От удивления тетя Тони впервые в жизни лишается дара речи, недоуменно смотрит на Орбока.
О р б о к (нервно). Я понимаю, что вас, тетя Тони, возможно, и шокирует так называемая безнравственность женщины. Я ценю и уважаю вашу самоотверженную деятельность в качестве медицинской сестры, но что касается морали, то я не разделяю взглядов святых на этот вопрос.
Т е т я Т о н и. Это я-то святая! Ошибаетесь.
О р б о к н е. Тетя Тони, подождите, вы же знаете, что…
Т е т я Т о н и (решительно). Спасибо, Эржи, за то, что вы на моей стороне, но я не хочу больше скрывать свое прошлое от вашего супруга. Пусть он узнает правду и заодно мои взгляды. Так вот, товарищ Орбок, знайте, что я никогда в жизни не была медицинской сестрой. Деньги, которые я получаю, присылают мужчины, которых я в свое время одарила своей любовью.
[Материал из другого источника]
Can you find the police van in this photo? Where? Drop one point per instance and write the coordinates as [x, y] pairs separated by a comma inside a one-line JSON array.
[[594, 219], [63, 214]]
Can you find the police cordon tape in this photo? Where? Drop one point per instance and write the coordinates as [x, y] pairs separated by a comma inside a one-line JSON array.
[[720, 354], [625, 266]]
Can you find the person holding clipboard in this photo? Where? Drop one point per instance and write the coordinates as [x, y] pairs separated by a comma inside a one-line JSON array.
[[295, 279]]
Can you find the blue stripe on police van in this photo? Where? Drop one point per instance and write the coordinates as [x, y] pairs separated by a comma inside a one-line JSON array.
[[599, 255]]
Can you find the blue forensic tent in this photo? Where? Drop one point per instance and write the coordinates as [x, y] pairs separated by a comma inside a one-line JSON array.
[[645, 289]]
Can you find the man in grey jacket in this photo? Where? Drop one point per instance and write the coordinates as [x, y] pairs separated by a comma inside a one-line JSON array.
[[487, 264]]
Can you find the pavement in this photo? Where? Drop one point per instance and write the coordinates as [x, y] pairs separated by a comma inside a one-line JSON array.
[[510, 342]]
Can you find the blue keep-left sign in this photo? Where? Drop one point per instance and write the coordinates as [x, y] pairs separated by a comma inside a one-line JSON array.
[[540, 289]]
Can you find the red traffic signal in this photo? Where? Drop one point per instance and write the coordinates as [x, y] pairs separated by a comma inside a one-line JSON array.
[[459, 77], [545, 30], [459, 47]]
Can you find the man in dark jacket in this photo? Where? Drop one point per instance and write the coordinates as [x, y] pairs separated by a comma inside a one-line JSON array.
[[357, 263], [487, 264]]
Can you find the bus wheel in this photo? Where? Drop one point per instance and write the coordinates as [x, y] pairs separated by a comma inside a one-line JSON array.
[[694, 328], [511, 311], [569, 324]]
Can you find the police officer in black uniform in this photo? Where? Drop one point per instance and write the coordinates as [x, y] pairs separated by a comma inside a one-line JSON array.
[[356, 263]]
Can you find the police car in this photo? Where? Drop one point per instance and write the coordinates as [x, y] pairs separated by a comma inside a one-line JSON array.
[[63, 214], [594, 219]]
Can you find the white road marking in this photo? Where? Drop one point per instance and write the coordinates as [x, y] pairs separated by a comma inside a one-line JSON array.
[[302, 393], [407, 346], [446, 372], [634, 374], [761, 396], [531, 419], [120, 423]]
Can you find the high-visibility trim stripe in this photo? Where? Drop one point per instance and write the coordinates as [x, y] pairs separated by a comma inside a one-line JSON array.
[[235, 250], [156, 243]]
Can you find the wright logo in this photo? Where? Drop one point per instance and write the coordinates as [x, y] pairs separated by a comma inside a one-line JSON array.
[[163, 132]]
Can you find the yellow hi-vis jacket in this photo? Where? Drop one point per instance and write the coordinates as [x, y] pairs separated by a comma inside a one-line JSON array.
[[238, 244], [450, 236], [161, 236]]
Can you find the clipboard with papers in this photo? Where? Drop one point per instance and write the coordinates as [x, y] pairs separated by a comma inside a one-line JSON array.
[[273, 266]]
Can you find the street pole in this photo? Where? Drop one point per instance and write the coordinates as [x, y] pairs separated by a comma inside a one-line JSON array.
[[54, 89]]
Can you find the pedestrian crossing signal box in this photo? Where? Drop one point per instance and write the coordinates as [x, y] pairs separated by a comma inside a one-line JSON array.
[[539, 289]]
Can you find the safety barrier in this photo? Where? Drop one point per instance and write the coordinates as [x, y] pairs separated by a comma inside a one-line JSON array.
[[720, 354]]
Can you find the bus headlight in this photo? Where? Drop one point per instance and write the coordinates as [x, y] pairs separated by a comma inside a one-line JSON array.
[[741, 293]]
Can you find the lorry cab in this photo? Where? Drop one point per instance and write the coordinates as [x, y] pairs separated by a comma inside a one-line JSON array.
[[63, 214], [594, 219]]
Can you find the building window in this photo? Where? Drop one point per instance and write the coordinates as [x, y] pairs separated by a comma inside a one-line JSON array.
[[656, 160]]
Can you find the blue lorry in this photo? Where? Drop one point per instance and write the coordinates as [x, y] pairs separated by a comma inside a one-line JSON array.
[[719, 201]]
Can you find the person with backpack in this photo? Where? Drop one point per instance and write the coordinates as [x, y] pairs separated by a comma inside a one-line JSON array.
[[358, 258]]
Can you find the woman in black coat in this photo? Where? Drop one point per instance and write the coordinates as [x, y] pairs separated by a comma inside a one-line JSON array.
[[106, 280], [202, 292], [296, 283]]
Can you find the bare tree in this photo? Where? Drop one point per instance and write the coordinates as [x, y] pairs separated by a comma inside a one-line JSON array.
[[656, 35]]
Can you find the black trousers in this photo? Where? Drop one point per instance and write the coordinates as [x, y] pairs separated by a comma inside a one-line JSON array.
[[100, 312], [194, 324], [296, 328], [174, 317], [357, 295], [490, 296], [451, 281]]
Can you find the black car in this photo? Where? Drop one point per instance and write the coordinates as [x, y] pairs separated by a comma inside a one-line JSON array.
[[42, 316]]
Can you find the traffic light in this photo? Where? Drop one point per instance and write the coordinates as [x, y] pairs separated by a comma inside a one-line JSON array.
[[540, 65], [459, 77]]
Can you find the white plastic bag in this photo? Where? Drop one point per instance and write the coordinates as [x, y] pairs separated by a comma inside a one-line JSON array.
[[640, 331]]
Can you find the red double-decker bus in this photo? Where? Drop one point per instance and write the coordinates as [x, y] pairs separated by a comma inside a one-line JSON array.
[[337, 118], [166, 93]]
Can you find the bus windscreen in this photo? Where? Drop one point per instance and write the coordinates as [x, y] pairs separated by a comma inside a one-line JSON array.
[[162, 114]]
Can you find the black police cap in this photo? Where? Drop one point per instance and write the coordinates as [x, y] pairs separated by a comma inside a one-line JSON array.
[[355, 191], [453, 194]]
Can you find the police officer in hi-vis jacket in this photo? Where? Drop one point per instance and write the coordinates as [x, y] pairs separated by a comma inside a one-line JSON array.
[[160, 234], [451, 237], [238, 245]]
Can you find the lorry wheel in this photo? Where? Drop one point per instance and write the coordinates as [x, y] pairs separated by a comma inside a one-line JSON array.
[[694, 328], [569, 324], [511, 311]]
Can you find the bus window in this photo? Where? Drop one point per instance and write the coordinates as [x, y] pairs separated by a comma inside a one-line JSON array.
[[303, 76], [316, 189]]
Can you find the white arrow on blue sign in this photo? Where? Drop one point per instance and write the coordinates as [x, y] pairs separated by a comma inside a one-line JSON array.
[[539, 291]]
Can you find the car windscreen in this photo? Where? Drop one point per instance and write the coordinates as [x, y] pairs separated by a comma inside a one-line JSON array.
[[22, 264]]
Да-да, любовью.
О р б о к (после некоторого замешательства). Спасибо за откровенность, тетя Тони. Но в результате я еще больше убедился в правильности своего решения. Да, Дюла обязательно должен жениться на Мари, чтобы ее не постигла такая же участь, на какую тетю Тони обрек прогнивший капитализм.
Т е т я Т о н и (пристально смотрит на Орбока). Одним словом, вы во что бы то ни стало хотите выжить Дюлу из дому?
О р б о к. Я хочу, чтобы мой сын был счастлив.
Т е т я Т о н и. Но ведь вы собирались выгнать его, когда он не хотел порвать с этой девушкой?
О р б о к. Тогда! Но с тех пор много воды утекло в Дунае. Прошло целых три дня.
Т е т я Т о н и. Вы полагаете, товарищ Орбок, трех дней достаточно, чтобы у человека переменились принципы?
О р б о к. Конечно. Чем более развито общество, тем быстрее у людей могут меняться принципы. Взять хотя бы меня в качество живого примера. Три дня назад у меня какая была точка зрения? А какой точки зрения я придерживаюсь сейчас? Противоположной. В этом и состоит диалектика.
Т е т я Т о н и. И с каким пылом, с каким юношеским задором вы говорите, товарищ Орбок.
О р б о к. Да, конечно, поскольку за последние дни я помолодел.
Т е т я Т о н и. Это заметно. Но мне кажется, вы чуточку перестарались и помолодели на несколько лет больше, чем вам следовало бы.
Орбок с немым осуждением смотрит на тетю Тони.
О р б о к н е. Как прикажете вас понимать, тетя Тони?
Т е т я Т о н и. Можешь обращаться ко мне на «ты», Голубка. С данного момента я больше не твоя соседка, но соратница по борьбе. Будь я немного постарше, я даже сказала бы: твоя мать.
О р б о к н е. Тетя Тони…
Т е т я Т о н и. Просто Тони. (Подходит к Орбокне, треплет ее по щеке.) Дорогая, ты в свои сорок лет так наивна и невинна, какой я была, наверное, только в пеленках.